Tras superar todo el trecho sin apenas dificultad, aparecemos ante la piscina natural que corona la ruta, donde asistimos estupefactos al espectáculo de la carpetovetonia: individuos merendando o tumbados sobre sus toallas y rodeados de inmundicia: plásticos nadando a decenas sobre las aguas de baño, contenedores vacíos rodeados de basura, papeleras repletas al pie de murales con consejos de comportamiento sistemáticamente masacrados. El viento hace volar los plásticos como en un centenar de trailers de ‘American beauty’. Los adultos cagan o han cagado por doquier, justo al lado de donde han follado, dejando para el espectador decenas de indiscretos pañuelos de papel con variados residuos de las consumaciones. Los aseos están impracticables, no había visto nada tan cochino sin mediar motivos profesionales. Los niños y niñas reciben una buena descarga de realismo sucio de cara al final de su inocencia: difícilmente ninguno recordará estos parajes como el idealizado edén del que mi propia infancia me proveyó por estos lares, hasta su fin ayer mismo.

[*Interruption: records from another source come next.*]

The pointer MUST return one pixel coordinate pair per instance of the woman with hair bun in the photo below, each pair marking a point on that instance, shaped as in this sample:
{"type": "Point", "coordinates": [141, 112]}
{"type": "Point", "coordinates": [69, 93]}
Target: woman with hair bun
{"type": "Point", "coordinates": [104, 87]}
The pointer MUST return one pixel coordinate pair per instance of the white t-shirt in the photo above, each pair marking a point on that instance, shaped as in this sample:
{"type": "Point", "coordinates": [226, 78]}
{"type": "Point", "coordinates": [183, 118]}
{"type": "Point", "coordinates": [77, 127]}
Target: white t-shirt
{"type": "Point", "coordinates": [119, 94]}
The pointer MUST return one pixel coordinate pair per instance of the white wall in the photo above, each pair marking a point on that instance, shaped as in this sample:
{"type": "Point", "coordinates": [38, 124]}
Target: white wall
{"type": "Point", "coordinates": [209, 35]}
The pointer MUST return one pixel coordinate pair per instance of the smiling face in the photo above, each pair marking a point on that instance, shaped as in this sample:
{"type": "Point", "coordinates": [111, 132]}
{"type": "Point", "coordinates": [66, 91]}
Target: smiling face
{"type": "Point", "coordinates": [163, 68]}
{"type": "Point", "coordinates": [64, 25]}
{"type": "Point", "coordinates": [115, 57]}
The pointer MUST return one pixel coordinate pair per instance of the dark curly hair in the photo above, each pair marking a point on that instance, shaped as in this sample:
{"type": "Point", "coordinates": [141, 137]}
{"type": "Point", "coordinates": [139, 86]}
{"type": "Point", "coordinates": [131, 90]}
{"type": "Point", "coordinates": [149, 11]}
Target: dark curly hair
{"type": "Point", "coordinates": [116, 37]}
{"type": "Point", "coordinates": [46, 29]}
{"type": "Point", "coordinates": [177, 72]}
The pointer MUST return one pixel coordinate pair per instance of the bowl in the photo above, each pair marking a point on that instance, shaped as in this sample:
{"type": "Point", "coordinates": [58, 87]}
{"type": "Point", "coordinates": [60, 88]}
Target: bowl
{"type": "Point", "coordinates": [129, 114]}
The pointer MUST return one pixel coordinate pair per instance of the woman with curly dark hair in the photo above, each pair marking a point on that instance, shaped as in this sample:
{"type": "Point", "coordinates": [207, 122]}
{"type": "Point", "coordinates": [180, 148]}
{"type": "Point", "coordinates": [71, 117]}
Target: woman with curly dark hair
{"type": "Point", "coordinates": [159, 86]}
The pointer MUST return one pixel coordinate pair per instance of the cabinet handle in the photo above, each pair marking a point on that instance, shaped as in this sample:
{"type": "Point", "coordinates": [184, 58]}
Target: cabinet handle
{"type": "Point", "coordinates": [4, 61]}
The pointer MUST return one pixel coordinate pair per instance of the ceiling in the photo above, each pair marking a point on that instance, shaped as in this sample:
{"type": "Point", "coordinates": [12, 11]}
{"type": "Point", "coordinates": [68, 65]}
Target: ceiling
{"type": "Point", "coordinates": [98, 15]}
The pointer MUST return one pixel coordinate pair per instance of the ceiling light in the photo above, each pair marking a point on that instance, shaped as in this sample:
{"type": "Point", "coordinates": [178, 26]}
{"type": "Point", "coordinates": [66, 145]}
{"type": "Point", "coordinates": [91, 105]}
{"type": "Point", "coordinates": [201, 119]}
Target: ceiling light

Los restos de los azucarillos del bar se asemejan a una extraña nevada y las latas de cerveza y refrescos decoran el último tramo de la ribera, donde un joven con buen gusto toma el sol desnudo, pero extrañamente despreocupado de la basura que le rodea. Se cubre el culo a medias tirando del resorte educacional del español precavido, mientras damos la vuelta y retrocedemos ribera abajo, para retornar por ese pequeño paraíso discreto, transitable por la falta de humedad y aún no invadido por la turba. Poco antes del pueblo, un padre y su hijo recogen la cosecha de maíz mientras llevan a un hermoso rebaño de cabras a un prado verde por efecto del riego. Su mastín blanquinegro nos saluda juguetonamente, componiendo una escena del todo bucólica, que arrastra consigo el desasosiego del espectáculo anterior. Va cayendo el sol y apenas refresca, solo las tórtolas y los mirlos se dejan ver y escuchar. Es domingo, parece día libre de la pajarería. Acabamos la subida bajando, como es natural. Al final, incluso un tubo de Mahou sabe a gloria.